You may be pleasantly surprised to discover that the question “how many calories does running burn?” has an easy answer.
It’s about 62 calories per kilometre or 100 per mile. Unfortunately, it’s an answer that’s effectively useless when applied to individuals in the real world rather than under laboratory conditions.
Calorie burn during exercise is based on a whole range of factors. For running, your weight and height are key, which is one reason fitness trackers ask for that info when you set them up. Then you have to consider things like the pace you’re running at, the incline and terrain you’re running on, and the weather you’re running in.
Heavier people burn more calories, and running hard up a muddy hill naturally burns more than jogging along a flat road with the wind behind you. Your heart rate is a reliable indication of how hard you’re working, and thus how many calories you’re burning, so you get better estimates of calorie burn from trackers that have a built-in heart rate monitor.
If you don’t use a fitness tracker, you can use a calculator like this one on ExrX.net to get a better idea of how many calories a run burned. Broadly speaking, the estimate of 62 calories per kilometre is more like a minimum of what you can expect to burn while running if you weigh 50-60kg. If you’re around 90-100kg, or working very hard to run fast, into the wind, or up hills, it’ll be more like 80-100 calories per kilometre.
Like we said, complex and not particularly helpful. Perhaps the more useful question is not about calorie numbers but simply: “Is running a good way to lose weight?” And the easy answer to that is that running is an absolutely terrific way to lose weight, although it’s a little more complicated than just trying to burn as many calories as possible.
Thankfully we have some excellent advice on running for weight loss from Dr Justin Roberts from Anglia Ruskin University’s Cambridge Centre for Sport and Exercise Sciences. Roberts suggests that if you’re new to the sport, it’s best to start slow.
“If someone wants to lose weight, I would probably recommend lower intensities, but with some high-intensity work – things like interval runs or tempo runs,” says Roberts. “If you’ve got someone who’s quite new to running, I wouldn’t throw them in a high-intensity programme from day one. I’d opt for a slower run – what we call fatmax training. Technically it is maximal fat oxidation and the intensity this occurs at is called the fatmax intensity, which can be correlated to heart rate. It will differ between people, with fitter people tending to have a higher fatmax.”
That’s one of the advantages of running as an activity. It lends itself to both low-intensity steady state (LISS) cardio, which you can do regularly for long periods (as long as you build up your endurance in sensible fashion), and high-intensity intervals, which require you to work close to your max heart rate. You’ll probably find running one of the best exercises for spiking your heart rate to 80% of its max. That’s not an easy thing to do, and many people doing HIIT workouts in the gym might well find they don’t raise their heart rate more than they would do in a typical run if they tracked it closely.
When all’s said and done, it’s best not to run to just burn calories – it’s best to run because you enjoy it (and even if you don’t when you start, give it time, because a lot of people who aren’t keen at first end up enjoying it). You can burn loads of calories and drop kilos of bodyweight whether you’re running, lifting weights, doing HIIT or playing Quidditch – the most important thing is that you enjoy it and want to continue doing it, because it doesn’t really matter how many calories a single workout burns if you never do it again.

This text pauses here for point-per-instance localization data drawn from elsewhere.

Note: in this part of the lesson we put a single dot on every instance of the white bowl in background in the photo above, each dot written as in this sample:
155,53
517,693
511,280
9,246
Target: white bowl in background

The other thing to consider about running and calories is that when you’re following an intense training regime ahead of something like a marathon, you might actually find it hard to maintain weight owing to the amount of running you’re doing and calories you’re burning. In those situations it’s vital to fuel your marathon training smartly, so you get what you need without opting for huge unhealthy meals because you’re constantly hungry.
We spoke to Tim Lawson, director and founder of sports nutrition brand Secret Training, for advice on fuelling your training. The key takeaways were to focus on a healthy diet (more veg and less booze is a good starting point), not overdo your carbs, plan your recovery meals in advance and consider supplements if you’re finding it hard to consistently get what you need from your diet alone.